The three-point line has ruined basketball and should be abolished
When you really think about it, the three point line is ruined basketball. It's not about fundamentals anymore. It's all these flashy Steph Curry, three point shots. ... kids aren't learning how to play inside they're not learning the you know how to rebound how to box out some of the good things that basketball taught us
UFC should start a drug-friendly 'Rogue Fighting League' on boats in international waters
Or it's my my third my third option here is you just start your own fighting league where like all sorts of drugs are okay you do a nine-sided ring instead of eight sides kind of one-ups ufc international waters so there's no testing right on boats yeah definitely on a boat
I am ground zero for sports stars and the first sports celebrity who wasn't an athlete
I was actually told by a reporter from Sports Illustrated when he interviewed me, he said, you're the first sports star. I mean, what the hell is a sports star? Star for sports. You're the first one. You're the first guy to become a sports celebrity that wasn't an athlete. ... You are ground zero for sports stars.

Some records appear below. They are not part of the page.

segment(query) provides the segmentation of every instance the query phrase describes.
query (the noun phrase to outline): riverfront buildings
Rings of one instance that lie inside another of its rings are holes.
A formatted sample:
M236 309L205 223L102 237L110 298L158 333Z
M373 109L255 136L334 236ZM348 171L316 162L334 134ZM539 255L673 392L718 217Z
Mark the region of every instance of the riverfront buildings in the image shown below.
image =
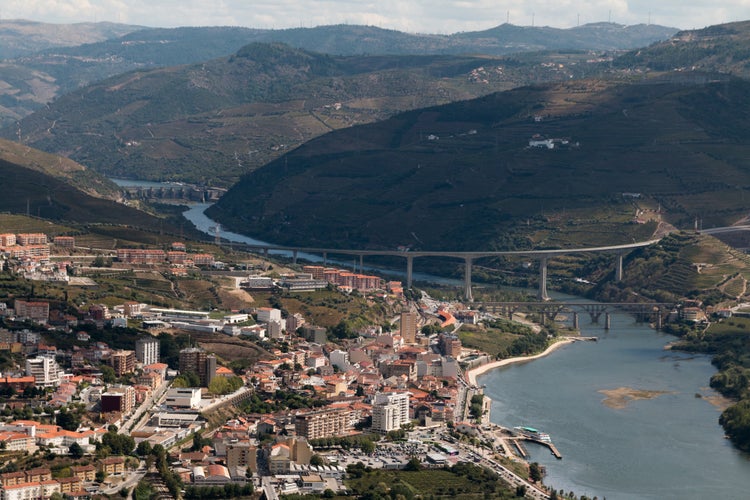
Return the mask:
M135 341L135 359L144 366L159 362L159 341L143 337Z
M409 393L386 392L375 395L372 403L372 430L385 434L409 423Z

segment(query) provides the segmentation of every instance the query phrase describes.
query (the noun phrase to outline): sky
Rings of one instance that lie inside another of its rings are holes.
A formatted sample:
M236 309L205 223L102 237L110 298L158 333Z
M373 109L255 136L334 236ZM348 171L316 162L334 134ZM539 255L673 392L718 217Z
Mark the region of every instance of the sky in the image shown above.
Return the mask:
M0 19L111 21L165 28L363 24L436 34L479 31L504 22L555 28L600 21L650 22L697 29L750 19L750 0L2 0Z

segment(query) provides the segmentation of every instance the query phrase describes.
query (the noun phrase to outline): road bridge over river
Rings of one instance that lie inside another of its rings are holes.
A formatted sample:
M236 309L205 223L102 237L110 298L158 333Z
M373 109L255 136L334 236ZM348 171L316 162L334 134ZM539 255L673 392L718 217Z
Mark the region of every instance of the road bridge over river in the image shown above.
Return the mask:
M494 314L501 314L508 319L516 312L531 312L539 314L542 322L545 319L553 321L558 314L572 315L573 328L578 328L578 314L587 313L592 323L598 323L602 314L605 315L604 327L609 328L609 315L615 311L633 314L637 321L653 322L657 329L661 329L666 313L673 309L674 304L664 302L475 302L473 307Z
M316 254L323 256L323 262L328 259L329 255L353 255L359 257L359 269L360 272L364 270L364 258L366 256L391 256L400 257L406 259L406 287L411 288L413 279L413 265L414 259L424 257L443 257L443 258L454 258L464 261L464 298L467 301L472 301L473 296L471 292L471 268L472 264L476 259L487 258L487 257L503 257L503 256L518 256L518 257L529 257L532 259L539 260L539 289L537 291L537 298L540 301L549 300L547 294L547 261L552 257L560 255L573 255L579 253L611 253L616 256L616 268L615 268L615 279L617 281L622 280L623 269L622 261L623 257L630 251L643 248L659 240L648 240L634 243L627 243L624 245L610 245L600 247L583 247L583 248L560 248L550 250L508 250L508 251L469 251L469 252L453 252L453 251L399 251L399 250L357 250L357 249L342 249L342 248L316 248L316 247L290 247L280 245L248 245L248 244L234 244L233 247L236 249L244 249L250 252L263 253L268 255L271 251L288 252L291 254L293 261L297 262L297 257L300 253Z

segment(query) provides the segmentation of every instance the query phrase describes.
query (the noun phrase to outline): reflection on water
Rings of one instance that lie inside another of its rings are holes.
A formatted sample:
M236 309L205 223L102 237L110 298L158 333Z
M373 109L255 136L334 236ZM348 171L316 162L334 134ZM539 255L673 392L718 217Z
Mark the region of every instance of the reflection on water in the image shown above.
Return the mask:
M609 332L581 330L599 341L479 378L494 422L551 435L562 460L528 447L547 468L545 483L610 500L747 498L750 461L718 424L716 393L706 387L716 372L710 359L665 355L674 338L625 314L613 315ZM608 405L612 395L623 404Z

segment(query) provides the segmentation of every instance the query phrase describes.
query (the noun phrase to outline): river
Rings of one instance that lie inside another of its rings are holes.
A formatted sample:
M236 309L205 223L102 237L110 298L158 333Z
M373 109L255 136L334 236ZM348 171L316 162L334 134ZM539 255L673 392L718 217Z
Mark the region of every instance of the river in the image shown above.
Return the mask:
M750 459L734 449L707 398L716 370L703 355L666 351L674 337L626 314L612 328L584 324L577 342L545 358L478 378L492 398L492 420L550 434L563 455L529 444L531 461L547 469L545 484L589 498L741 499L750 490ZM599 392L621 387L660 391L624 408ZM700 394L703 397L696 397Z
M210 203L194 203L191 204L188 210L182 213L182 216L185 217L187 220L193 223L193 225L199 230L203 231L204 233L208 234L215 234L214 228L217 226L216 222L211 220L206 214L205 211L208 207L210 207ZM245 236L243 234L239 233L233 233L231 231L225 231L223 229L220 230L220 236L222 239L227 241L233 241L237 243L246 243L248 245L268 245L268 242L257 240L255 238L251 238L250 236ZM279 255L282 257L291 258L292 252L284 251L284 250L271 250L269 252L272 255ZM315 254L309 254L304 252L299 252L297 254L297 258L301 260L306 260L308 262L316 262L316 263L322 263L323 257L321 255L315 255ZM357 259L351 260L349 262L345 262L339 259L331 259L328 258L326 260L329 264L336 264L338 266L344 266L344 267L351 267L354 271L357 271L359 269L359 264L357 263ZM404 259L404 268L403 269L384 269L382 267L375 267L375 266L364 266L365 270L370 270L378 273L387 273L392 276L400 276L400 277L406 277L406 259ZM451 286L462 286L463 281L456 280L452 278L445 278L445 277L439 277L439 276L433 276L430 274L420 273L420 272L413 272L412 277L415 281L427 281L427 282L434 282L434 283L441 283L445 285L451 285Z
M211 233L215 222L203 213L207 207L193 205L184 215ZM264 244L236 233L221 235ZM589 324L585 313L579 316L581 334L597 336L598 342L570 344L545 358L478 378L493 399L494 422L532 426L551 435L562 460L547 448L527 446L531 460L547 469L545 483L610 500L747 498L750 458L724 438L720 410L707 399L717 396L708 388L716 373L709 357L665 351L674 337L636 324L626 314L614 314L608 332ZM606 395L599 391L621 387L661 394L621 409L605 405Z

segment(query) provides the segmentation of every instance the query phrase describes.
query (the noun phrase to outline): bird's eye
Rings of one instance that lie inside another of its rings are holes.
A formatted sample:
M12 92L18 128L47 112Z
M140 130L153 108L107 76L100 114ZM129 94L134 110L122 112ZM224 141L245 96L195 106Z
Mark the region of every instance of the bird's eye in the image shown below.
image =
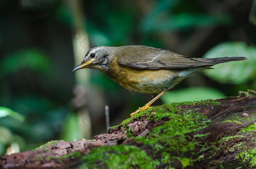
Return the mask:
M91 53L90 56L91 58L93 58L95 57L95 54L94 53Z

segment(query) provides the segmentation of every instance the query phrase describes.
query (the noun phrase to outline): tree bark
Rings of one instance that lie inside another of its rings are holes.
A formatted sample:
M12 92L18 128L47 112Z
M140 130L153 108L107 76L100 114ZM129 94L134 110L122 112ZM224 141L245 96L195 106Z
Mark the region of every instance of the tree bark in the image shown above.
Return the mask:
M256 167L256 95L170 105L142 111L93 140L1 155L0 168Z

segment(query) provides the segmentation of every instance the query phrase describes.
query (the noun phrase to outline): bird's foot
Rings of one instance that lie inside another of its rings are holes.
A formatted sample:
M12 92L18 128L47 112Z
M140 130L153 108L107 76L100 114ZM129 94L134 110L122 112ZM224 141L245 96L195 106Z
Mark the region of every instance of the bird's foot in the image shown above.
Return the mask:
M130 115L131 117L132 116L133 116L135 114L138 113L138 112L140 112L142 110L146 110L148 108L150 108L151 107L153 107L152 106L149 106L147 104L146 104L146 105L145 105L144 106L142 107L141 107L141 108L139 107L139 109L136 110L133 113L131 113L131 114Z

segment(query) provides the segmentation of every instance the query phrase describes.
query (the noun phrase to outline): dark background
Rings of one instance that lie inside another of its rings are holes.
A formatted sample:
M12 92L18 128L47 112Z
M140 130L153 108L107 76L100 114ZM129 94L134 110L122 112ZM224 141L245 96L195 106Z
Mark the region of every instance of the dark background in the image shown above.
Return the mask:
M188 78L155 105L255 89L256 11L249 0L1 1L0 154L92 138L106 132L105 105L113 126L150 100L95 70L75 76L89 46L249 58Z

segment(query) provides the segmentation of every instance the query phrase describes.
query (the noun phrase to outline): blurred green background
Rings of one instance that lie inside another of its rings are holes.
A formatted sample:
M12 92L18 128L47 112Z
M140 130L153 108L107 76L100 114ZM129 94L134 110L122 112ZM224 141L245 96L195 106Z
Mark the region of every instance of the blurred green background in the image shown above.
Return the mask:
M89 47L142 45L193 57L244 56L188 78L154 105L256 89L256 1L0 1L0 154L105 132L151 99L96 70Z

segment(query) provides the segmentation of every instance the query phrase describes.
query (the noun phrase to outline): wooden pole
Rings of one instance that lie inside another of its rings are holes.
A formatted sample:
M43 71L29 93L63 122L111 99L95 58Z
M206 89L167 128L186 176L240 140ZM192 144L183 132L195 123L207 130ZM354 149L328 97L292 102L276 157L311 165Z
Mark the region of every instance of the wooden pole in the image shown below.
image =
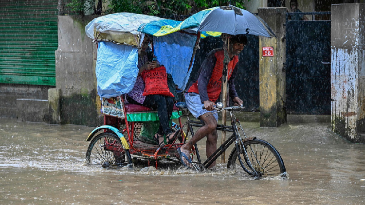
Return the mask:
M226 38L224 40L224 43L226 44L226 48L227 48L227 51L229 52L229 38ZM222 103L223 103L223 107L227 107L227 91L228 87L228 81L227 80L227 70L228 70L228 63L225 63L224 64L224 68L223 69L223 73L222 74ZM227 121L227 111L223 110L222 111L222 124L223 125L226 125ZM222 141L221 145L223 144L224 141L226 140L226 131L225 130L222 130ZM225 163L225 152L222 153L220 158L220 162L224 163Z

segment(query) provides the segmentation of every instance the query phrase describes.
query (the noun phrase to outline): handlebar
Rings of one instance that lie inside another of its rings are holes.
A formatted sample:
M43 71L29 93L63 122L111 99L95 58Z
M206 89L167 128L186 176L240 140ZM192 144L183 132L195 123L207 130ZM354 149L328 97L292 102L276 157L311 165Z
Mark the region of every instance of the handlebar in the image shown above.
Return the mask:
M233 110L237 109L244 109L246 107L243 106L243 105L242 104L239 106L231 106L230 107L223 108L223 103L219 102L217 103L217 107L214 108L214 110L217 110L217 112L215 112L215 113L216 113L223 110ZM203 109L206 109L204 106L203 106Z

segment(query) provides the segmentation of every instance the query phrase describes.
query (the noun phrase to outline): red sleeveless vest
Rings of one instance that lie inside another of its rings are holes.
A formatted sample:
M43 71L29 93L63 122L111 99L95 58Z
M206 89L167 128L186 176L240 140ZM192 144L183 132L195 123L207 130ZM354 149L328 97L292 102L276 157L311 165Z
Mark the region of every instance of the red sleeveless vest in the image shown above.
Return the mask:
M222 72L223 71L223 60L224 59L224 51L221 50L216 52L214 55L217 58L216 64L213 68L212 76L207 86L207 91L209 100L215 102L219 97L222 90ZM236 65L238 62L238 56L235 55L232 60L229 62L228 65L228 78L229 80L232 75L233 69ZM188 92L194 92L199 94L198 89L198 82L196 82L190 86Z

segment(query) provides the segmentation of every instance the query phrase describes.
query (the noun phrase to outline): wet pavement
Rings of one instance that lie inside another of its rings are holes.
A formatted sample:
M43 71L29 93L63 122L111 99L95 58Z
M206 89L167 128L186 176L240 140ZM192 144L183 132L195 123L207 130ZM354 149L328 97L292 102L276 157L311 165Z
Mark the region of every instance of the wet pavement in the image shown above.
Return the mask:
M93 127L0 119L0 205L365 204L365 145L332 132L328 116L260 128L255 115L240 118L250 120L246 134L276 148L287 178L254 180L219 163L200 173L91 168L83 163Z

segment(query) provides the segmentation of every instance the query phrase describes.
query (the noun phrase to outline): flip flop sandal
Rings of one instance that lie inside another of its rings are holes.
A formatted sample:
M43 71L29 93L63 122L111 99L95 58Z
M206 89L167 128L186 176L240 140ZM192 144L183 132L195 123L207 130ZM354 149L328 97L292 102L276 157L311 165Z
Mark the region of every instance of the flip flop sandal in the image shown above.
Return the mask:
M192 169L193 168L193 162L191 161L191 159L189 159L189 157L186 155L186 154L185 154L185 153L182 152L181 151L181 150L180 149L180 148L178 148L178 153L179 153L179 154L180 155L180 162L181 162L181 163L182 164L182 165L184 166L185 167L187 167L188 169ZM182 159L182 157L185 158L185 159L188 162L189 162L189 166L188 165L186 164L185 162L184 162L184 160Z

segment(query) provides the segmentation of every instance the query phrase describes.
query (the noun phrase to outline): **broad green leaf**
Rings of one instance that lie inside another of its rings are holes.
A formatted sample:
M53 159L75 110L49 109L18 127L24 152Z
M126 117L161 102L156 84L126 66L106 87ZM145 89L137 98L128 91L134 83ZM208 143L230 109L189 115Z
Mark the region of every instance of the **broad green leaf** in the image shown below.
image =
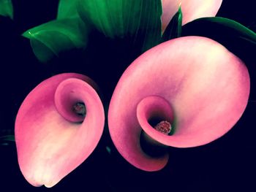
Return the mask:
M0 0L0 15L13 19L13 7L12 0Z
M78 18L78 0L59 0L57 19Z
M161 37L160 0L79 0L78 13L110 38L140 38L143 50L158 43Z
M34 54L43 63L73 48L84 47L90 27L78 18L52 20L26 31Z
M165 42L174 38L180 37L181 35L182 12L179 7L178 12L170 21L164 34L162 36L162 42Z
M218 17L197 19L182 28L182 36L192 35L219 42L244 61L256 61L256 33L236 21Z

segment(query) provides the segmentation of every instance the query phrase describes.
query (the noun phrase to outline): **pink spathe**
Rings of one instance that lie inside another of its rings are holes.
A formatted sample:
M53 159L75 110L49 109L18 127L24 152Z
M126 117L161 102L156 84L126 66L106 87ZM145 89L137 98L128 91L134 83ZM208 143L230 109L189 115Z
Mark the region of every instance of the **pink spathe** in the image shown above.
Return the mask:
M53 76L25 99L17 115L18 163L34 186L52 187L83 163L103 131L102 104L89 77L74 73ZM84 103L83 120L72 105Z
M165 31L180 4L183 15L182 24L184 25L200 18L215 16L222 3L222 0L162 0L162 31Z
M211 142L241 117L249 86L244 64L218 42L200 37L164 42L138 58L119 80L108 112L111 138L135 166L161 169L168 155L154 158L144 153L142 130L167 146ZM170 122L174 133L153 128L148 120L155 116Z

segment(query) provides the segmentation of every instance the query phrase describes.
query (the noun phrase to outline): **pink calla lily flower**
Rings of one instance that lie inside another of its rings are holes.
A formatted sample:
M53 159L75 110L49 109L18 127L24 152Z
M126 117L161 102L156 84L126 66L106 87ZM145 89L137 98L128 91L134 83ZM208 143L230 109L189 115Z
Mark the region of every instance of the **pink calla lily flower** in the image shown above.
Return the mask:
M182 24L185 25L200 18L215 16L222 3L222 0L162 0L162 31L165 31L180 4L183 15Z
M168 153L145 153L142 134L164 146L211 142L241 117L249 84L244 64L212 39L187 37L160 44L138 58L116 85L108 111L113 142L135 167L159 170ZM154 119L159 123L152 125Z
M104 109L89 77L67 73L37 85L17 115L15 141L21 172L34 186L52 187L96 147Z

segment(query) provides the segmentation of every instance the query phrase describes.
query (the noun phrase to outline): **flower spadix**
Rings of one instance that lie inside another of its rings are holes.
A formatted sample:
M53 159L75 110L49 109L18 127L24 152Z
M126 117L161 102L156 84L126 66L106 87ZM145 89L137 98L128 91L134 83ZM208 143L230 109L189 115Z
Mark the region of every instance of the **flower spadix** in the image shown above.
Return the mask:
M170 40L141 55L122 74L109 107L110 136L130 164L159 170L168 153L151 155L141 138L153 145L207 144L239 120L249 93L246 66L222 45L200 37Z
M15 121L21 172L34 186L52 187L96 147L105 115L95 83L67 73L38 85L23 101Z

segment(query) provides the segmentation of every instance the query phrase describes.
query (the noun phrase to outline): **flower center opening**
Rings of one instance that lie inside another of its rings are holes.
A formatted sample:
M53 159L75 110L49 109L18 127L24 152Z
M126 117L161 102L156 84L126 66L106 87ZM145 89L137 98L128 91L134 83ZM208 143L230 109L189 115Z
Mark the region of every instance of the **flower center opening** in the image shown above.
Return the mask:
M148 120L148 123L157 131L165 134L171 135L173 131L170 123L163 118L151 118Z
M84 103L77 102L73 105L73 112L79 116L83 118L86 117L86 107Z

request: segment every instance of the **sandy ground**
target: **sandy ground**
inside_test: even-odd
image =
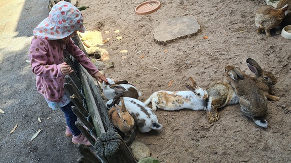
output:
[[[35,7],[46,2],[17,2],[22,8],[21,19],[15,19],[17,27],[5,31],[8,27],[2,24],[0,32],[5,41],[0,45],[0,109],[5,112],[0,113],[0,161],[76,162],[80,154],[65,136],[62,113],[47,107],[25,62],[32,29],[48,12],[45,7]],[[208,122],[205,111],[158,110],[155,113],[163,129],[138,133],[136,138],[149,147],[151,156],[162,162],[289,161],[290,41],[274,33],[267,37],[256,33],[255,12],[265,2],[161,1],[157,12],[135,14],[134,8],[143,2],[79,1],[79,6],[89,7],[82,11],[86,29],[100,31],[106,40],[97,46],[107,50],[109,61],[114,62],[115,68],[104,70],[107,77],[135,85],[143,93],[143,101],[157,91],[186,90],[190,76],[206,89],[224,80],[228,64],[253,75],[246,64],[246,59],[252,58],[278,78],[274,91],[280,98],[268,103],[269,125],[265,129],[244,116],[238,105],[219,110],[220,119],[213,124]],[[154,42],[153,31],[159,24],[187,16],[195,17],[201,26],[197,36],[166,46]],[[32,18],[33,23],[29,23]],[[42,131],[30,141],[39,129]]]

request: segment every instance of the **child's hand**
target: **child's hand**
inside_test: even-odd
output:
[[[93,76],[95,77],[97,80],[99,82],[102,82],[102,81],[104,81],[105,82],[108,82],[108,80],[106,78],[105,75],[101,73],[100,71],[98,71],[95,73]]]
[[[66,62],[62,63],[60,66],[60,68],[61,68],[61,71],[64,75],[68,74],[74,72],[74,70]]]

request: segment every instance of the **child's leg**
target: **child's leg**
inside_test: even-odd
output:
[[[74,104],[72,102],[71,102],[68,105],[61,108],[61,109],[65,115],[67,125],[69,127],[73,135],[77,136],[80,134],[81,131],[75,124],[75,122],[77,121],[77,116],[72,111],[72,106],[74,106]]]

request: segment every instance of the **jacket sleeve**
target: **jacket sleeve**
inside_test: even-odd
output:
[[[91,75],[93,75],[99,71],[84,52],[75,44],[71,39],[70,39],[69,41],[67,51],[79,61]]]
[[[60,68],[60,64],[49,61],[48,46],[44,39],[36,36],[32,38],[28,56],[32,72],[36,75],[46,78],[56,78],[64,76]]]

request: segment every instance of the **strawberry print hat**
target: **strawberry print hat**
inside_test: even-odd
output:
[[[33,34],[48,40],[62,39],[74,31],[85,32],[83,15],[72,4],[60,1],[52,8],[47,18],[33,29]]]

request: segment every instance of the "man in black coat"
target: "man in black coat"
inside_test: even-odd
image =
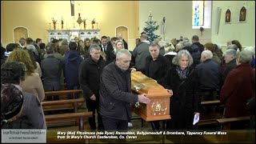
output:
[[[166,58],[160,54],[160,46],[157,42],[151,42],[149,50],[150,55],[146,58],[145,74],[161,84],[170,68],[170,62]],[[159,122],[154,121],[151,122],[154,130],[160,130]]]
[[[105,66],[101,75],[99,107],[106,130],[127,130],[130,103],[150,102],[145,94],[131,93],[130,60],[131,54],[127,50],[118,50],[116,60]]]
[[[106,66],[106,61],[100,55],[101,48],[97,44],[90,46],[90,57],[84,60],[79,67],[78,80],[86,101],[88,111],[93,111],[89,118],[90,129],[96,130],[95,110],[98,113],[98,130],[104,130],[102,117],[99,114],[99,84],[100,75]]]
[[[237,51],[234,49],[228,49],[225,52],[225,62],[226,63],[226,66],[224,69],[222,80],[222,84],[225,82],[225,79],[227,76],[227,74],[237,66],[237,62],[236,62],[236,58],[237,58]]]

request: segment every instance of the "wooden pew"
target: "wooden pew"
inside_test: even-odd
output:
[[[248,123],[249,123],[250,118],[250,116],[228,118],[222,118],[216,119],[216,122],[218,122],[218,125],[221,126],[221,128],[220,128],[221,130],[226,131],[230,130],[230,126],[232,122],[248,121]],[[246,128],[245,127],[245,130],[247,130],[246,129]],[[236,134],[234,135],[229,134],[226,135],[221,135],[219,139],[221,142],[238,142],[239,140],[238,140],[237,138],[238,138],[238,135],[239,135],[238,138],[242,139],[243,141],[242,143],[244,143],[244,142],[248,141],[248,136],[249,136],[248,134],[249,133],[246,131],[239,134]]]
[[[74,112],[77,113],[79,103],[86,101],[84,98],[77,99],[65,99],[57,101],[44,101],[42,102],[42,106],[44,112],[50,110],[60,110],[74,109]]]
[[[216,119],[216,122],[222,126],[223,130],[230,130],[230,124],[234,122],[250,121],[250,116],[229,118],[219,118]],[[249,123],[249,122],[248,122]]]
[[[201,105],[202,105],[202,106],[207,106],[207,105],[219,105],[219,104],[221,104],[221,101],[220,101],[220,100],[201,102]]]
[[[213,100],[213,101],[204,101],[201,102],[201,106],[222,106],[220,100]],[[216,119],[222,118],[223,112],[213,112],[209,114],[200,114],[200,120],[196,125],[196,128],[198,128],[198,126],[209,125],[209,124],[217,124]]]
[[[79,130],[84,130],[84,120],[86,118],[92,117],[93,112],[66,113],[60,114],[46,115],[47,125],[50,123],[61,122],[63,120],[79,120]]]
[[[46,91],[45,92],[45,101],[46,101],[47,97],[53,97],[55,95],[59,96],[59,99],[67,99],[68,94],[73,94],[73,98],[74,98],[74,94],[82,94],[82,90],[56,90],[56,91]]]

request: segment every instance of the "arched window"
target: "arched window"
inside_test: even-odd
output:
[[[210,28],[211,1],[192,1],[192,28]]]
[[[192,25],[203,26],[204,20],[204,1],[192,2]]]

My reception at Cubs games is comparable to when the Beatles showed up at Shea Stadium
I was in Chicago for the Dodgers-Cubs. They swarmed me. They overwhelmed me with kindness and love. They were chanting, 'Marlins Man, Marlins Man' between the innings... I go, are you kidding? Watch what's going to happen. It's going to be like when the Beatles showed up at Shea Stadium. And it happened.
Zack Hample shouldn't cry about my 'war' against him because Hiroshima wouldn't have happened without Pearl Harbor
When you don't like my Hiroshima you, remember you started the war. That's a Harry Truman quote, I think. Hiroshima would have never happened if you didn't do Pearl Harbor. Remember that when you're crying about my war.